Sin embargo, en la guerra de Inteligencia, no hay espías viejos y audaces, y era solo una cuestión de tiempo antes de que Márquez cometiera un extraño error. Pasó un año antes de despertar sospechas en la Gestapo; fue llevado al centro de interrogatorios de la avenida Foch y fue interrogado durante días. Mediante una tapadera infalible y buena suerte, logró calmar las preocupaciones de los alemanes, al menos al principio. Fue liberado y puesto bajo vigilancia por parte de la Gestapo, quienes esperaron para ver si hacía contacto con alguien de las redes de espionaje de los Aliados.
Márquez, con su típica astucia, sabía cuándo estaba comprometido y no hizo nada, excepto quedarse sentado en su apartamento de París tomando vinos costosos y recibiendo a varios hombres jóvenes. Luego de un mes de vigilancia, los alemanes, que no eran tontos, decidieron que era demasiado arriesgado y decidieron exiliarlo de Francia. Golpearon a su puerta una mañana de diciembre. Eran dos agentes de la Gestapo fuertemente armados, quienes tenían orden de escoltarlo a Luxemburgo, lo que confirmaba que su carrera en el espionaje había terminado. Márquez, en caso de que le preguntaran, solo declararía que era parte de un gran juego; el riesgo, el suspenso y la elegante adrenalina del peligro lo habían involucrado en tales intrigas. Negoció las vidas de hombres y mujeres como un corredor de bolsa podría jugar en el mercado, con crueldad y mente fría. Nunca miró hacia atrás, solo adelante.
Para 1945, los alemanes estaban huyendo y los estadounidenses estaban atrapando a todos los antiguos agentes, espías y operativos alemanes. Márquez fue arrastrado fuera de Luxemburgo y presentado ante el coronel británico con responsabilidad por el trabajo de Inteligencia. El severo coronel le aseguró a Márquez que su invaluable trabajo como doble agente definitivamente contaría a su favor “si tan solo pudiera darnos más detalles sobre sus antiguos compatriotas”.
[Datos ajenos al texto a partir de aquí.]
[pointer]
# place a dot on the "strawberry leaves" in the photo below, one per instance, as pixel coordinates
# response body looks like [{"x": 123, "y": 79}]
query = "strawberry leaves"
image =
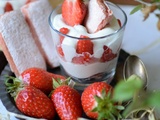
[{"x": 128, "y": 88}]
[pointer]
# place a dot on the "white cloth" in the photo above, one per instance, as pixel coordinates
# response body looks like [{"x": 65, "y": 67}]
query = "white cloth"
[{"x": 142, "y": 38}]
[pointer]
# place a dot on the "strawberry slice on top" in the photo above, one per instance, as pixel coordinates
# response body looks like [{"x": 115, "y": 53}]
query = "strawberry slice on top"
[{"x": 73, "y": 11}]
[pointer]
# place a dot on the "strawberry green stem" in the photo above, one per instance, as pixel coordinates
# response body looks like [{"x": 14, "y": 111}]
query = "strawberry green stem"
[{"x": 13, "y": 85}]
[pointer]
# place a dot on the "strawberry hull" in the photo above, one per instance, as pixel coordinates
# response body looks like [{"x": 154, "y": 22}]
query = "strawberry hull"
[{"x": 88, "y": 57}]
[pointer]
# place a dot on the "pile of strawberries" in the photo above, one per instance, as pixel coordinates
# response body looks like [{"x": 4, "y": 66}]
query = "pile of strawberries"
[{"x": 41, "y": 94}]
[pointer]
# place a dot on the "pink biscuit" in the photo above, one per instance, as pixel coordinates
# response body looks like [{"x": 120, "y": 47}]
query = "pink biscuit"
[
  {"x": 98, "y": 16},
  {"x": 36, "y": 14},
  {"x": 18, "y": 44}
]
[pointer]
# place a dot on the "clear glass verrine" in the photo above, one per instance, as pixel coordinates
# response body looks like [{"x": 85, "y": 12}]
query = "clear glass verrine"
[{"x": 98, "y": 65}]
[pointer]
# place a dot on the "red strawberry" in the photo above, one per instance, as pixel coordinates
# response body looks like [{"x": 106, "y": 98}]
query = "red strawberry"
[
  {"x": 38, "y": 78},
  {"x": 73, "y": 11},
  {"x": 84, "y": 58},
  {"x": 107, "y": 55},
  {"x": 84, "y": 45},
  {"x": 97, "y": 91},
  {"x": 67, "y": 102},
  {"x": 64, "y": 31},
  {"x": 30, "y": 100},
  {"x": 8, "y": 7}
]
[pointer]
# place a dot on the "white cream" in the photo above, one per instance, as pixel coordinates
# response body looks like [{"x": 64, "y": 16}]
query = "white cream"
[{"x": 69, "y": 48}]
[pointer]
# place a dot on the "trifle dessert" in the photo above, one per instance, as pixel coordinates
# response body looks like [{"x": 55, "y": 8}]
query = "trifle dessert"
[{"x": 88, "y": 37}]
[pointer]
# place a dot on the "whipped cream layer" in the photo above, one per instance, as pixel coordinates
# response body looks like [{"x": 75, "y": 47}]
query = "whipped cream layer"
[{"x": 69, "y": 48}]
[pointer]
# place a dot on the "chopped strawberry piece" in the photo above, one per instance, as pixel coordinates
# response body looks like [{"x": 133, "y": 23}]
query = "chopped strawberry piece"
[
  {"x": 107, "y": 55},
  {"x": 85, "y": 45},
  {"x": 8, "y": 7},
  {"x": 99, "y": 15},
  {"x": 64, "y": 31},
  {"x": 84, "y": 58},
  {"x": 119, "y": 22},
  {"x": 73, "y": 11}
]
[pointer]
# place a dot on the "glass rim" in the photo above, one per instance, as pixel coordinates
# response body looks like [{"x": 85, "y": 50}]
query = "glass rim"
[{"x": 95, "y": 38}]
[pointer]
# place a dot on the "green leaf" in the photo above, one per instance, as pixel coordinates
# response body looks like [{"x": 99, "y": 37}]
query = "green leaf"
[
  {"x": 125, "y": 90},
  {"x": 137, "y": 8},
  {"x": 153, "y": 99}
]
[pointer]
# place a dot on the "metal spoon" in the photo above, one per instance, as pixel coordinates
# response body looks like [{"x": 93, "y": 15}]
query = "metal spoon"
[{"x": 134, "y": 65}]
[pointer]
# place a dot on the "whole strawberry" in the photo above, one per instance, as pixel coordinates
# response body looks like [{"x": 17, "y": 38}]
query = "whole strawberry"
[
  {"x": 97, "y": 103},
  {"x": 67, "y": 102},
  {"x": 40, "y": 79},
  {"x": 30, "y": 100},
  {"x": 73, "y": 11}
]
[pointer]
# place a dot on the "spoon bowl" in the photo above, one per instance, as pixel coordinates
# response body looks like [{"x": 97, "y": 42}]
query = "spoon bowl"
[{"x": 134, "y": 65}]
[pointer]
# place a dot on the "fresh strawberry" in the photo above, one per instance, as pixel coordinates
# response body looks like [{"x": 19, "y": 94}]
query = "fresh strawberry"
[
  {"x": 67, "y": 102},
  {"x": 73, "y": 11},
  {"x": 85, "y": 45},
  {"x": 30, "y": 100},
  {"x": 38, "y": 78},
  {"x": 8, "y": 7},
  {"x": 97, "y": 102},
  {"x": 107, "y": 54},
  {"x": 64, "y": 31},
  {"x": 84, "y": 59}
]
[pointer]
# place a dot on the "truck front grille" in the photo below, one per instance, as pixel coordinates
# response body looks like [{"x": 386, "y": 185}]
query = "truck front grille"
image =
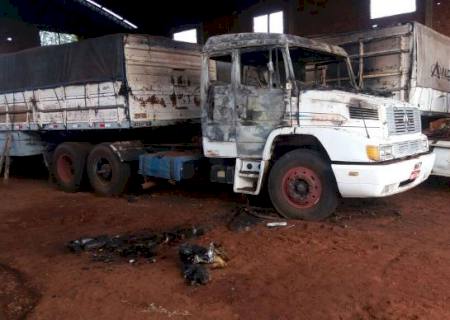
[
  {"x": 363, "y": 113},
  {"x": 403, "y": 120},
  {"x": 407, "y": 148}
]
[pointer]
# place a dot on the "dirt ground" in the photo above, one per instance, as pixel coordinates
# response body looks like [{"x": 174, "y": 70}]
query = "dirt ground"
[{"x": 376, "y": 259}]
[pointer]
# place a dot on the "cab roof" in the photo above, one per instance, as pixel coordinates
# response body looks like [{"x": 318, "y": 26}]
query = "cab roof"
[{"x": 229, "y": 42}]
Márquez pasó el resto del año suministrando tanta evidencia como podía sobre los alemanes y las operaciones de Inteligencia de Vichy a los investigadores y fiscales en los juicios de Núremberg. Dado que la guerra había terminado y su libertad estaba asegurada, regresó a la vida civil en Luxemburgo. Abrió una pequeña tienda de arte y antigüedades, y para el observador casual, vivía una vida tranquila y sin complicaciones. Eso le suministró una excelente cubierta para una vida secreta mucho más lucrativa que consistía en operaciones de contrabando internacional, tanto con minerales preciosos como con narcóticos, así como trabajar como agente libre para los franceses, los belgas y los servicios de Inteligencia de Alemania Occidental.
Y así, una década después del final de la guerra, Juan Raúl Márquez había regresado una vez más a su negocio del contrabando, espionaje y asesinato. Era un negocio en el que sobresalía, y un negocio que más temprano que tarde lo llevaría a la casi omnipotente atención de la CIA.